New Orleans The Gates Foundation released a study finding that good teachers made a difference in producing good education for students. Is there anyone out there alive today who ever thought for a minute that teachers don’t make the difference? Gates has a lot of money, but why spend it on something proving the obvious? In fact many peer reviewed studies over the years, trumpeted of course by the two big teachers unions, have argued that better training, better pay, and better support for teachers will produce a better educational system. So, what’s the news in any of this, and why did Gates spring for the big bucks here?
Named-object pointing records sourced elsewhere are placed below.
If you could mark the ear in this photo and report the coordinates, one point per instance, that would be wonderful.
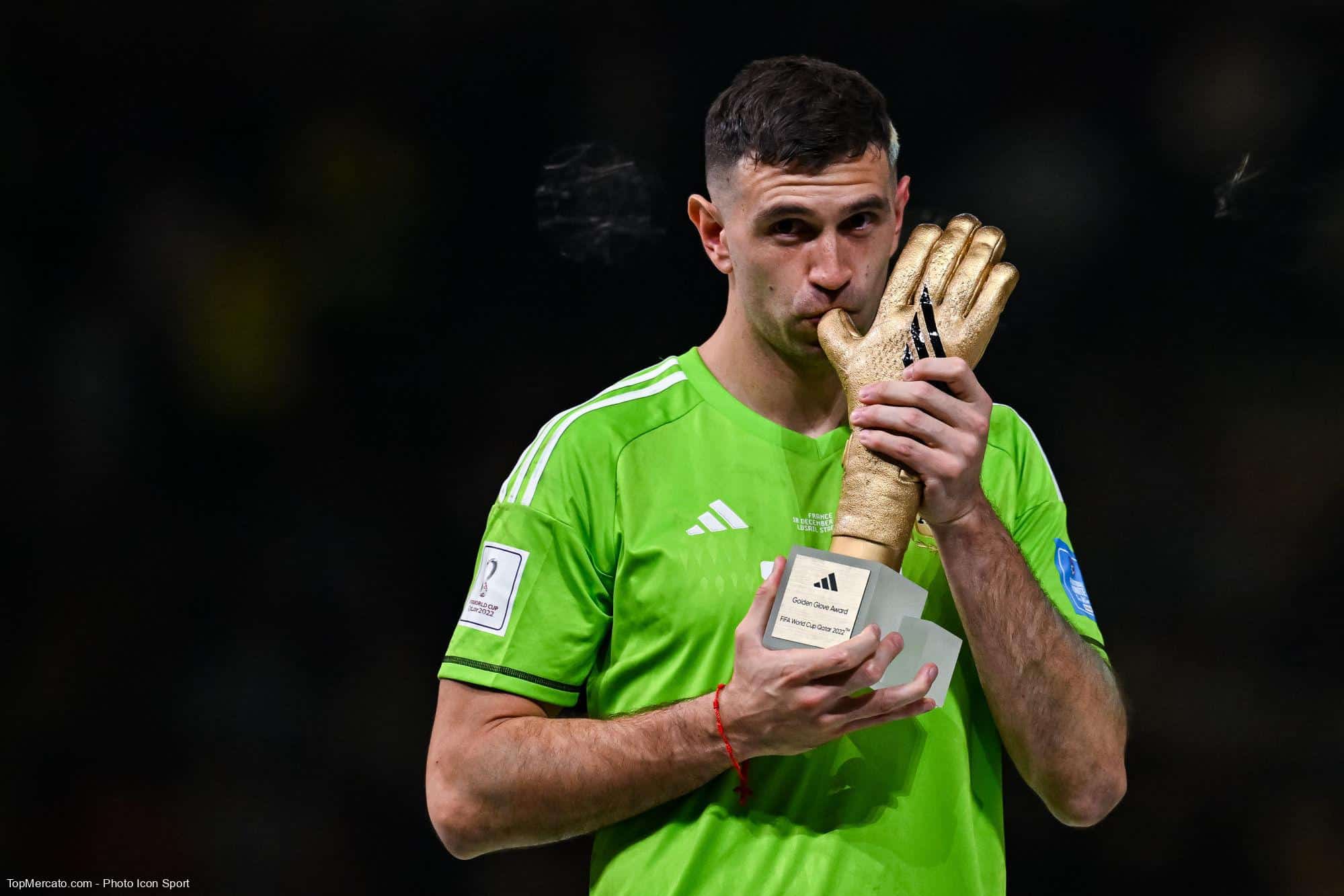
(709, 222)
(900, 206)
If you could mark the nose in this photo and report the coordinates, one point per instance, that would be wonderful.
(830, 270)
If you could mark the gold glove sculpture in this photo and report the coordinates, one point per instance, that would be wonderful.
(944, 298)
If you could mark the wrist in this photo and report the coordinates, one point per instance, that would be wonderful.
(971, 523)
(733, 730)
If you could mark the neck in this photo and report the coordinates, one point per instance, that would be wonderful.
(803, 397)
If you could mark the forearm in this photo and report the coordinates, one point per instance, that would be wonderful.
(1056, 703)
(534, 780)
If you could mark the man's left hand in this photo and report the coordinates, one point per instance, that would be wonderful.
(939, 437)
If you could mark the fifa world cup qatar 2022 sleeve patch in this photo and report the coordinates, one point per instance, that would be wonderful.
(1072, 578)
(491, 601)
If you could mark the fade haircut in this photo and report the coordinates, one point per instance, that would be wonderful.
(796, 113)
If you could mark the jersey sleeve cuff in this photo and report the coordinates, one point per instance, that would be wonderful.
(1096, 645)
(524, 684)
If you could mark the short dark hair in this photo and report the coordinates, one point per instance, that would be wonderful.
(796, 113)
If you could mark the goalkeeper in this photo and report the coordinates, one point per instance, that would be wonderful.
(623, 553)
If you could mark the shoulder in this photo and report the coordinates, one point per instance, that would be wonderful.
(576, 450)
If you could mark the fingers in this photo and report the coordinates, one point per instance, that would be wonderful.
(874, 708)
(917, 456)
(838, 336)
(909, 421)
(869, 672)
(983, 317)
(752, 629)
(987, 246)
(953, 371)
(910, 710)
(842, 657)
(947, 254)
(909, 270)
(920, 394)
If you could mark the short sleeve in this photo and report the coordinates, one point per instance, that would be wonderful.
(537, 613)
(1034, 511)
(1043, 540)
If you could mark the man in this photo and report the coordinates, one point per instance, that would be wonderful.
(621, 553)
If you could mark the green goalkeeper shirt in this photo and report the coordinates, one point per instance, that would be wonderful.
(620, 557)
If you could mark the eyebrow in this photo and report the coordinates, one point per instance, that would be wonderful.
(871, 202)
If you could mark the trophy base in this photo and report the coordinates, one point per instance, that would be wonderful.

Stephanie Banchero of the Wall Street Journal had no trouble getting to the heart of this question:
Critics say the Gates effort is flawed because it begins in part with the assumption that test scores are a good measure of teacher effectiveness, and then seeks to prove it by using test scores….Jay P. Green, a professor of education policy at the University of Arkansas, called the Gates research a ‘political document and not a research document.’ He said the research doesn’t support that classroom observations are a strong predictor of quality teaching. ‘But the Gates Foundation knows that teachers and others are resistant to a system that is based too heavily on student test scores, so they combined them with other measures to find something that was more agreeable to them.
Real research must be something you only do when you are trying to sell software to businesses and consumers. But, when the “customers” are parents and students trying to puzzle out the education system and build better lives, then Gates must feel any old slop will serve as well to sucker folks into believing it is better to just pretend “teaching to the test” and demonizing teachers’ unions is all you need to do.
Meanwhile in America’s largest charter school experiment in New Orleans the state Recovery School District pulled one of his smoothest tricks this week by “solving” the problem of a non-performing charter school by closing it down and merging that school with one doing a little better. Button, button, where’s the button?
One game after another the slickers are playing on the suckers in the name of pretending to care about the public education system.